The splits were evident after other data releases, too. Net immigration remains more than twice as high as pre-Brexit levels, but figures released on Thursday showed that it fell 10% in 2023 to 685,000. Home Secretary James Cleverly focused on that change, saying the reduction showed the government’s plan was working while conceding that “there is more to do.” Labour’s Yvette Cooper pointed to the absolute level, which she said revealed “total Tory chaos and failure.”

The economic data have been mixed. The steep fall in inflation to 2.3% allowed Sunak to say that the long-running price shock was over and declare that things are “back to normal.” But persistent underlying inflationary pressures in the figures nevertheless convinced markets to scrap bets for a summer interest-rate cut.

Strong UK Inflation Diminishes Sunak’s Hopes for June Rate Cut

Figures on Thursday and Friday suggested the economic recovery may be slowing down. S&P Global said its composite purchasing managers index, covering services and manufacturing, slipped to 52.8 in May from a 12-month-high of 54.1 in April. A reading above 50 signals growth but the pace of recovery was weaker than expected.

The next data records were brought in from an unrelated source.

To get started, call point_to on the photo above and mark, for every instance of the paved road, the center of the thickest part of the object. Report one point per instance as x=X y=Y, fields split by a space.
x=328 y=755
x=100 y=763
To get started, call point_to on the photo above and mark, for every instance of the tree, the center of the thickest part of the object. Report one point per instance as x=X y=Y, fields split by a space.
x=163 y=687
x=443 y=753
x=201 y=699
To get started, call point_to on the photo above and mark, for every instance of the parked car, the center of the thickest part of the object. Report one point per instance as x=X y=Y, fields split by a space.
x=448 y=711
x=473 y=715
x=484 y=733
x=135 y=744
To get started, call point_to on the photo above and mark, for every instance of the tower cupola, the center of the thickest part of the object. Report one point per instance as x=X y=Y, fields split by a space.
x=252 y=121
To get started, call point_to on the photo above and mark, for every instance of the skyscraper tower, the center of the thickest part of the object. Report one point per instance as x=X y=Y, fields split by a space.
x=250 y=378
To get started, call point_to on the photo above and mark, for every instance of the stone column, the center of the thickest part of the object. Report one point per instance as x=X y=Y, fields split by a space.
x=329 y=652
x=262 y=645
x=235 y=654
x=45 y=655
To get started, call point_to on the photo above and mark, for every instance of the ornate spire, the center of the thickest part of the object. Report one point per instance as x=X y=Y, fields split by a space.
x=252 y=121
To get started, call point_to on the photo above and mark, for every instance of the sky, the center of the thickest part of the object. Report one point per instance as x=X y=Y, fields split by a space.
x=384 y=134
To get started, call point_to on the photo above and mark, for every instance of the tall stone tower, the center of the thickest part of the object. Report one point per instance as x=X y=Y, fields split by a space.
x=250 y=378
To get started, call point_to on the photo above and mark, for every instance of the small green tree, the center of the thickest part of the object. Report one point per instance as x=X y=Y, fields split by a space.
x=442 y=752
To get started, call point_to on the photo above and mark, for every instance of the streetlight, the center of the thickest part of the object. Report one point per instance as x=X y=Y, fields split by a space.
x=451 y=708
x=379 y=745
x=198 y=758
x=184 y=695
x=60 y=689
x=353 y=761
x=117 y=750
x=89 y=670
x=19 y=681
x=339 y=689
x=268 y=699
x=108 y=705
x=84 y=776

Retail sales plunged 2.3% in April, according to the Office for National Statistics, a much steeper decline than the anticipated 0.5% fall. The ONS pointed to poor weather, and households may have spent more on leisure and entertainment, but the data also underscored the cost-of-living squeeze, which has seen Britons endure the worst inflation in four decades. Shoppers are paying about 20% more than in early 2021 to buy the same basket of goods.

Consumer confidence has recovered to levels last seen at the end of 2021, shortly before Russia’s invasion of Ukraine drove inflation higher. Within that, though, the major purchase index which measures whether people think now is a good time to buy big ticket-items, slumped below last year’s level – showing households are not confident enough to spend.